Alors je pourrais vous parler de la symbolique de la Basilique pour l'Eglise catholique, et préciser que c'est elle, la cathédrale de Rome, et non pas Saint Pierre au Vatican. Le pape est l'évêque de Rome et la Basilique du Latran est sa cathédrale. Les curés de son diocèse, ce sont les cardinaux. Chacun a son église attitrée, même s'ils vivent principalement à l'étranger. Cela n'a l'air de rien mais c'est important. Notre Eglise est une communion d'Eglises locales, une communion de diocèses. Il n'y a pas un super évêque. Il y a l'évêque de Rome, le premier parmi ses pairs. Il préside les Conciles. Il n'est pas en dehors ni au-dessus. Il n'y a pas, comme le disait un imbécile « Pierre et les douze ». Pierre fait partie des douze sinon ils seraient treize ! Il est un des douze. Et si le diocèse de Rome a la primauté, c'est en raison des martyrs de Pierre et de Paul et de beaucoup de chrétiens. Il s'agit d'une primauté dans le témoignage de la foi et de la charité.

Mais je m'éloigne de la basilique du Latran. Pour y revenir, je pourrais vous parler du bâtiment et faire une conférence d'architecture, avec, pourquoi pas, des projections de photos, de plans et d'½uvres d'art. Nous pourrions ainsi passer ensemble un bon moment. Notre ami Franck serait-il content ? Je passerais peut-être à côté de l'essentiel ?

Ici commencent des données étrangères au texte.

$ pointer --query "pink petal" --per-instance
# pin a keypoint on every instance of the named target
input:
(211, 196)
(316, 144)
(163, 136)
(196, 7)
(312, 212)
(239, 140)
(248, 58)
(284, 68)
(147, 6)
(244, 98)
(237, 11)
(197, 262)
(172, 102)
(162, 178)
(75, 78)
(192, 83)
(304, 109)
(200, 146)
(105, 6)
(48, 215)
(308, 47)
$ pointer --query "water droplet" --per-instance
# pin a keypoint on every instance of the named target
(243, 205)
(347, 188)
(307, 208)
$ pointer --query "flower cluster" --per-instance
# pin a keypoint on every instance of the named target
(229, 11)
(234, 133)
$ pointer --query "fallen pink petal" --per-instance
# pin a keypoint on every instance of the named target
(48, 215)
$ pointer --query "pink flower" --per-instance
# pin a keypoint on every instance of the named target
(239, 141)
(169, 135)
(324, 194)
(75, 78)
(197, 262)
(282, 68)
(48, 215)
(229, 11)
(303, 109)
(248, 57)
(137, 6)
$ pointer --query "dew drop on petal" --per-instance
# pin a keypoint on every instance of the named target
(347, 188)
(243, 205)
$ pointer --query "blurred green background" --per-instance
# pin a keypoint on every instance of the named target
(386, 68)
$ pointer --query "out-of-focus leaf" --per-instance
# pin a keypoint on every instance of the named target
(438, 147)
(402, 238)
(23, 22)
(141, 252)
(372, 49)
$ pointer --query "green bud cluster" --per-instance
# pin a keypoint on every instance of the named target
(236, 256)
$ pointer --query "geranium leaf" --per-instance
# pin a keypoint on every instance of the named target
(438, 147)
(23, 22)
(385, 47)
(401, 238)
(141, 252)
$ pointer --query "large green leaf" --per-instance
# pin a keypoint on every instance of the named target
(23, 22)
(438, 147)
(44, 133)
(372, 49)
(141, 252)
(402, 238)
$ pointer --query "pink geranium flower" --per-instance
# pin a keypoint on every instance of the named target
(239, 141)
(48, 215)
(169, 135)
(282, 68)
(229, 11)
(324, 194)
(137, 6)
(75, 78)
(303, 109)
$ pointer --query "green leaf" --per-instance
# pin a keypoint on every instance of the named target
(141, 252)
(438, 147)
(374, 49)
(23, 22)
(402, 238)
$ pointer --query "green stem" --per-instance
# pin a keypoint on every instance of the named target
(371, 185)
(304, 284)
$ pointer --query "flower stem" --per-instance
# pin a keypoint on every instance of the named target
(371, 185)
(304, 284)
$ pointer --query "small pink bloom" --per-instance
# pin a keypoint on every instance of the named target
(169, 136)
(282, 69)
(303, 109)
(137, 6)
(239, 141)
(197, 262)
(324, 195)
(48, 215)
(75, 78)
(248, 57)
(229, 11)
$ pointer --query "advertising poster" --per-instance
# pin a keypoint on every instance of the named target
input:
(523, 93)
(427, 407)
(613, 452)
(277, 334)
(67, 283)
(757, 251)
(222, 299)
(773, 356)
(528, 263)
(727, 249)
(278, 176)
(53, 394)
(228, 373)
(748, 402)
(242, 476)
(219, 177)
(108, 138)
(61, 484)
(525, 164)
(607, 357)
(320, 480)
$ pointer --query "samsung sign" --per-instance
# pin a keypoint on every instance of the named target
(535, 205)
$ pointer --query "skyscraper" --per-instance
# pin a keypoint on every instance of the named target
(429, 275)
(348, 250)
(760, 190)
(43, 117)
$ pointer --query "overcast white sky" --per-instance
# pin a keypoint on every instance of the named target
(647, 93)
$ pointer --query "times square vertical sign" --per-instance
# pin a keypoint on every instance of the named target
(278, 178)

Mais où est donc l'essentiel ? Le bâtiment, c'est important. Ici l'église a été remise à neuf, elle est agréable et bien chauffée, c'est important pour nous retrouver. Les célébrations en plein air, je connais mais il y a toujours une difficulté : trop de vent, la pluie, le froid, le bruit ou l'excès de soleil. L'Eglise, c'est la communauté et c'est aussi en français le même mot que le bâtiment où l'on se réunit. Dans d'autres langues on dit « Temple », comme en espagnol.

Je pourrais vous parler du Temple, du temple de Jérusalem. Je pourrais vous parler des marchands que Jésus met dehors violemment. Je pourrais essayer d'actualiser, et dénoncer les petits commerces que l'on trouve un peu partout sur les lieux de pèlerinage, mais ce serait vraiment forcé car ici, à part quelques cierges, il n'y a pas de b½ufs, de moutons ni de tourterelles à acheter pour les sacrifier. Les temps ont changé !

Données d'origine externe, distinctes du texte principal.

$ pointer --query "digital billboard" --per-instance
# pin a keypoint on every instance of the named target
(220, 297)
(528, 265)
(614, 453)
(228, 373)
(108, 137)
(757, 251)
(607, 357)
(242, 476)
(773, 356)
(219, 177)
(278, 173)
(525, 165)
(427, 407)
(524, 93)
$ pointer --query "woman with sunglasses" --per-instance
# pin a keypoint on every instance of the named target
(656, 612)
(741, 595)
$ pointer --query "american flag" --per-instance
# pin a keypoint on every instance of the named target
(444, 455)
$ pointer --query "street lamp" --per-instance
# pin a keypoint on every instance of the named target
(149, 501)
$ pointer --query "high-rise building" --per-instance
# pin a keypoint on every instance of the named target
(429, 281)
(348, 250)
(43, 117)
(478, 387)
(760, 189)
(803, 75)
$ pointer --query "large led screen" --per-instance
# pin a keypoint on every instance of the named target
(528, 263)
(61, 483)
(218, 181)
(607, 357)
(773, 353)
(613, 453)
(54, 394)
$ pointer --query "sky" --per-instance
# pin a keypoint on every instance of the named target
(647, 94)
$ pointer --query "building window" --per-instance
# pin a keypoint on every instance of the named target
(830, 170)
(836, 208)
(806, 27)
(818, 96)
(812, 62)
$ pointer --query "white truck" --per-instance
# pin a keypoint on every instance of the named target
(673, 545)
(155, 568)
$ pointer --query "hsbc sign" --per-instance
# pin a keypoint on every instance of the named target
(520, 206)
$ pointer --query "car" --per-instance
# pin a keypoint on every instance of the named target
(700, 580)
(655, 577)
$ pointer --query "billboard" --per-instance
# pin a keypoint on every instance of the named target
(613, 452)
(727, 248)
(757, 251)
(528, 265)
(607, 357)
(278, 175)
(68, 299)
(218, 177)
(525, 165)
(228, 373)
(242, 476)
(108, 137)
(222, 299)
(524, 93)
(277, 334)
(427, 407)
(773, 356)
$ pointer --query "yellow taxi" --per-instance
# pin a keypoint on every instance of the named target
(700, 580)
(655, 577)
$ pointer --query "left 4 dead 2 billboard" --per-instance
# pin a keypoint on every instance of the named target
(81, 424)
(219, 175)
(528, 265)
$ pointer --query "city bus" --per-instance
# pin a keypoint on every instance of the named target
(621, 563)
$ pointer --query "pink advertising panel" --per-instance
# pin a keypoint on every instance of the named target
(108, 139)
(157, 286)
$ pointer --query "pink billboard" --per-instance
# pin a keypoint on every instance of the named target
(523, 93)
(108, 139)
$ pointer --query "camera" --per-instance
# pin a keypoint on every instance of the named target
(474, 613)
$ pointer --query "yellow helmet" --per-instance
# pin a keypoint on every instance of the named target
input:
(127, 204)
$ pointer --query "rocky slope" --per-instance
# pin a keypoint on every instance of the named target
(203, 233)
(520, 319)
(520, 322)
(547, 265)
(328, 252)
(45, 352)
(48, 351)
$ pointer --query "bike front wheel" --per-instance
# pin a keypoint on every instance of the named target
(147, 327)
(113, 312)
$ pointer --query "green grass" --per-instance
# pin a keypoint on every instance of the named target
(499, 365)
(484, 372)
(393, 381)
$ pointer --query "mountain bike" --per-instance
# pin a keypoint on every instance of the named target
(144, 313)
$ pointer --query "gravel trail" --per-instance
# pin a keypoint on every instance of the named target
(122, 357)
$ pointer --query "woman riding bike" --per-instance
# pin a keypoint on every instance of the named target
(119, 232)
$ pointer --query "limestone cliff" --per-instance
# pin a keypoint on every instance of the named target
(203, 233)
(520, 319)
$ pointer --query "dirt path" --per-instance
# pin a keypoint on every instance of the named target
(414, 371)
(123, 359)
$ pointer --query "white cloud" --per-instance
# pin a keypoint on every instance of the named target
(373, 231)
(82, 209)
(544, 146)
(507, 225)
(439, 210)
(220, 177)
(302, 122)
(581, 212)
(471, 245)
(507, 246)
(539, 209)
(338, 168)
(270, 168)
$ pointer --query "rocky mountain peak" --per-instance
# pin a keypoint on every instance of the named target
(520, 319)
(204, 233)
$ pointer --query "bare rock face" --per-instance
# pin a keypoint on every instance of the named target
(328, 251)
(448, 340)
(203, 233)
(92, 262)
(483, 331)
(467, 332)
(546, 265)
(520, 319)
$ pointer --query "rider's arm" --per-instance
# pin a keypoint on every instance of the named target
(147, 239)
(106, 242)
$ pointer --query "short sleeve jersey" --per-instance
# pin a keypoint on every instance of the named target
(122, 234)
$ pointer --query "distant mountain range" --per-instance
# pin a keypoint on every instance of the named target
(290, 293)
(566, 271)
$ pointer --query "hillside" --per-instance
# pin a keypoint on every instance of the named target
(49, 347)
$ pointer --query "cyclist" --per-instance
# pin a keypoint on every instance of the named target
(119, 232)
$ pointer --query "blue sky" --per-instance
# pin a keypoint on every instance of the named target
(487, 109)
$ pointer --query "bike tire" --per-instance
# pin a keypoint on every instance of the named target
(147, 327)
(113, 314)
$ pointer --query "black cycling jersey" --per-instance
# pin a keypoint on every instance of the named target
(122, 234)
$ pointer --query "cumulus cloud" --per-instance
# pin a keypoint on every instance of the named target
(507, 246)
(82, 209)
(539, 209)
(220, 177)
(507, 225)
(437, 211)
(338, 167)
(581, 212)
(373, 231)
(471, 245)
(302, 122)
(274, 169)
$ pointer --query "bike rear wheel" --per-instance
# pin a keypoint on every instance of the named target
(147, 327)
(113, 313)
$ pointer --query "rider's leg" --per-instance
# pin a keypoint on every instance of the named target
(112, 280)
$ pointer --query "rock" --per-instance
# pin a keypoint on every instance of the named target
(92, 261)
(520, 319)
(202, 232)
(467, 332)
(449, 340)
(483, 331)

Alors, plus sérieusement, je pourrais m'attacher à ce mot étonnant dans la bouche de Jésus : « détruisez ce temple » ! Mais « il parlait du temple de son corps » et saint Paul nous dit que nous sommes aussi le Temple de Dieu, chacun de nous, et tous ensemble, comme peuple, comme communauté, comme corps du Christ vivant.

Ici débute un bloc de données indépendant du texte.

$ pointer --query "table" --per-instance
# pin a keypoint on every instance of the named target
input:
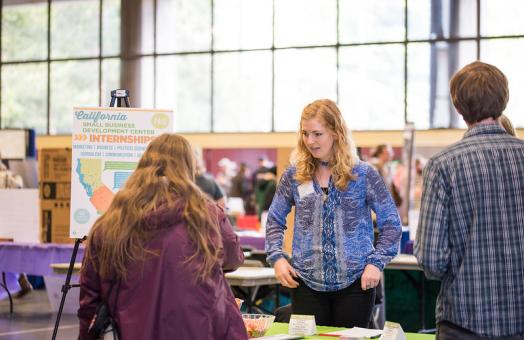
(33, 258)
(251, 239)
(282, 328)
(252, 278)
(405, 262)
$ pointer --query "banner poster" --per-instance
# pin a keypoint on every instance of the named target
(107, 144)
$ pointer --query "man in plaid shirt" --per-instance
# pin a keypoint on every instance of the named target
(471, 227)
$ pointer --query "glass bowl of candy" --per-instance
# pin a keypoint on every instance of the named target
(257, 324)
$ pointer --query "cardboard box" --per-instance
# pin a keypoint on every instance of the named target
(55, 165)
(55, 221)
(55, 194)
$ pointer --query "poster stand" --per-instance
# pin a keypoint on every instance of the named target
(118, 97)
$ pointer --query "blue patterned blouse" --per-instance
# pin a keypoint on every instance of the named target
(333, 235)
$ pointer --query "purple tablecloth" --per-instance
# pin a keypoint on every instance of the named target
(35, 258)
(256, 242)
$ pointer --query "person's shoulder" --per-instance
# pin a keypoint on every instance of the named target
(216, 210)
(362, 168)
(290, 171)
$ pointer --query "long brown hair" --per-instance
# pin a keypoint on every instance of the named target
(164, 174)
(344, 152)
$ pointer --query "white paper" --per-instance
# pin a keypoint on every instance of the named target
(393, 331)
(280, 337)
(357, 332)
(19, 215)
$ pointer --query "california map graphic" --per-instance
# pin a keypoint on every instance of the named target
(90, 175)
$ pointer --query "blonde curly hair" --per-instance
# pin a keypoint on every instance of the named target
(344, 155)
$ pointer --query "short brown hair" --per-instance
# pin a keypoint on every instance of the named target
(479, 91)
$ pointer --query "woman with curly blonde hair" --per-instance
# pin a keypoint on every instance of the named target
(334, 267)
(157, 255)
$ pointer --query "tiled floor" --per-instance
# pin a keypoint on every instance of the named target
(33, 319)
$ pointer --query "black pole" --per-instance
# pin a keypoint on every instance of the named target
(67, 285)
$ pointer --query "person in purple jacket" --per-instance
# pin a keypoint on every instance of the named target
(164, 246)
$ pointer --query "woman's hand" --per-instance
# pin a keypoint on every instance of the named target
(370, 277)
(285, 273)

Remarquez bien que lorsque Jésus nous parle du Temple, ça n'est pas pour l'admirer, c'est pour nous dire qu'il va être détruit ! Remarquez aussi qu'il s'agit là du seul chef d'inculpation qui sera retenu pour condamner Jésus : il a dit qu'il allait détruire le Temple ! Un blasphème, comme s'il allait détruire la Grand Place, le Palais Royal, la Cathédrale ou le Parlement Européen. Mais Jésus utilise un langage imagé. D'une part il ne faut pas s'attacher aux bâtiments parce que le plus important, c'est la communauté, et d'autre part tout va passer, aussi bien le bâtiment que le Temple vivant que nous formons ! Cette lucidité pourrait nous inquiéter mais Jésus parle avant tout de reconstruction : « détruisez, je rebâtirai ». Il affirme la résurrection.

L'Eglise est donc le lieu du passage, du passage de la destruction à la reconstruction, de la mort à la résurrection. Il s'agit bien du baptême, plongée dans la Pâque du Christ pour vivre pleinement avec lui. Cela veut dire qu'il ne faut pas s'attacher à ce qui passe, aux formes que l'on voit, qu'elles soient architecturales, hiérarchiques, administratives ou liturgiques. Tout est provisoire et tout ne cesse d'évoluer par suites de crises et de restaurations. L'Eglise est le lieu du passage, de la Pâque, du baptême, le Christ en est la porte, il est le chemin. Il est la présence de Dieu parmi nous. Il fait de nous sa présence visible dans l'histoire des humains.